The state-owned news and propaganda agency Xinhua has been responsible for some of the funniest stuff on the Chinese Internet, from its laddish Skinhua phase of 2005 to its recent use of an image of Homer Simpson to illustrate a story about multiple sclerosis.
So when they reported last week that a peasant in Shaanxi had seen a South China Tiger, long since thought be extinct in the wild, and published a photo allegedly taken by the peasant, it was natural to assume that this photo was the work of Xinhua’s Photoshop department. It looks pretty fake, no?
But if there is trickery afoot, it seems to be the work of the peasant, or of the Shaanxi Forestry Department.

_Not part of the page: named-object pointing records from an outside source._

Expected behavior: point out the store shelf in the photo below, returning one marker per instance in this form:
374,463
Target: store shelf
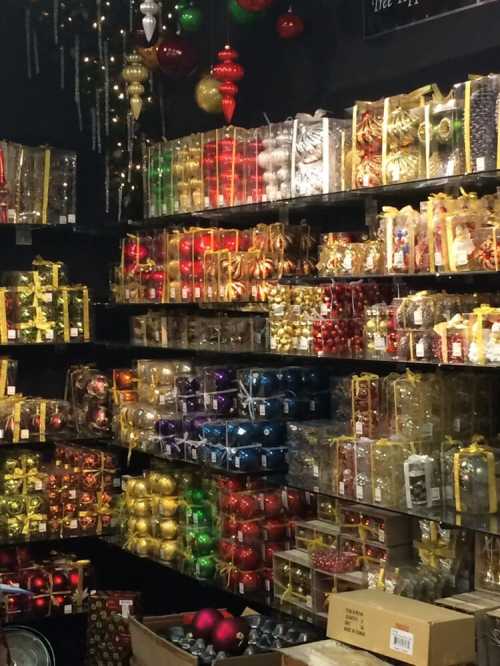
488,524
349,198
293,357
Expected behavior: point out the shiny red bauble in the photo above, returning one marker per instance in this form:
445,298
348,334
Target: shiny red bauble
254,5
275,530
247,558
272,504
248,507
176,56
135,252
289,25
231,636
249,532
204,623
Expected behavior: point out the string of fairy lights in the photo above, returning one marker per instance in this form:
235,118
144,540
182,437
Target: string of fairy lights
112,55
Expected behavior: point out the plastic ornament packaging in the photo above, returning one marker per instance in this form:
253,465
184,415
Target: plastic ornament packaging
150,9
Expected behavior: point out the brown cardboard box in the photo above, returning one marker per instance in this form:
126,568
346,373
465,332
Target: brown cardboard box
476,604
149,649
410,631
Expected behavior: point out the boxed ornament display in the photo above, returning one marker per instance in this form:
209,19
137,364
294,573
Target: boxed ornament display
432,636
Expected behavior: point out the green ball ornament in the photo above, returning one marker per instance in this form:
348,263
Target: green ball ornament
190,18
204,567
242,16
203,544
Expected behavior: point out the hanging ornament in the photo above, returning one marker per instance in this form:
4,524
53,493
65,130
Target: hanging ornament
289,25
190,18
207,95
177,57
228,72
134,74
242,16
255,5
150,9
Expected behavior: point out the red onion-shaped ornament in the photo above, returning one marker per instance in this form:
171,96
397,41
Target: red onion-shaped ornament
289,25
231,636
204,623
254,5
228,71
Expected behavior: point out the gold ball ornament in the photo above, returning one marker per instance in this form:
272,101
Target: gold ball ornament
168,529
167,506
208,96
134,74
149,57
168,550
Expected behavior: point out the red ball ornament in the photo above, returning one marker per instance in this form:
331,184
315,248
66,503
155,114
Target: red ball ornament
231,636
289,25
247,558
249,532
227,71
254,5
249,582
177,57
204,623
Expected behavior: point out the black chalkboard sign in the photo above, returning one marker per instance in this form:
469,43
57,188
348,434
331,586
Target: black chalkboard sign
382,16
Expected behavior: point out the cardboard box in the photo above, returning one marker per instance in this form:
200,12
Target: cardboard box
150,649
476,604
411,631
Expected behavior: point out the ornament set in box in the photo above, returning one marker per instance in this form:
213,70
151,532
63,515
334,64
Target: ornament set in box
256,520
211,331
108,636
58,585
38,185
41,306
200,265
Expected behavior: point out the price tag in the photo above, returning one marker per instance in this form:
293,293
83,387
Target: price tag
126,605
379,342
401,641
399,259
461,257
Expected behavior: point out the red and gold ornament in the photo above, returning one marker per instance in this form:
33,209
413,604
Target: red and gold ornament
289,25
228,72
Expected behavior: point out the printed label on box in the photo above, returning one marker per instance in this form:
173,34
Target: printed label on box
401,641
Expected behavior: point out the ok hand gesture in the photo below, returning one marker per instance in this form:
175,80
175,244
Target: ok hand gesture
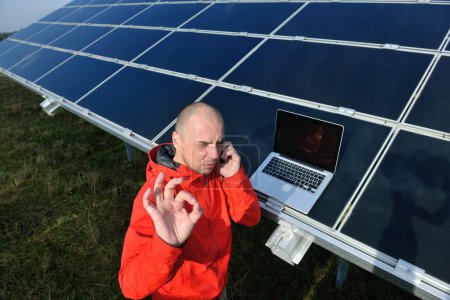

The China Daily ran this English language Xinhua report yesterday:
A newly-released photo, which Chinese forestry authorities say proves the continuing existence of wild South China tigers which have been thought to be extinct, has sparked heated controversy from Internet citizens, questioning its authenticity.
The digital picture, purporting to be a wild South China tiger crouching in the midst of green bushes, was released by the Forestry Department of northwest China’s Shaanxi Province at a news conference on October 12.
Zhou Zhenglong, 52, a farmer and former hunter in Chengguan Township of Shaanxi’s Zhenping County, photographed the tiger with a digital camera and on film on the afternoon of October 3, a department spokesman said.
Experts had confirmed the 40 digital pictures and 31 film photographs are genuine, the spokesman told reporters.
But dozens of netizens expressed doubts about the authenticity of the digital picture — the only one of the 71 taken to be released at the news conference — after it had been posted on the Internet, especially in on-line forums discussing Photoshop (PS) technologies.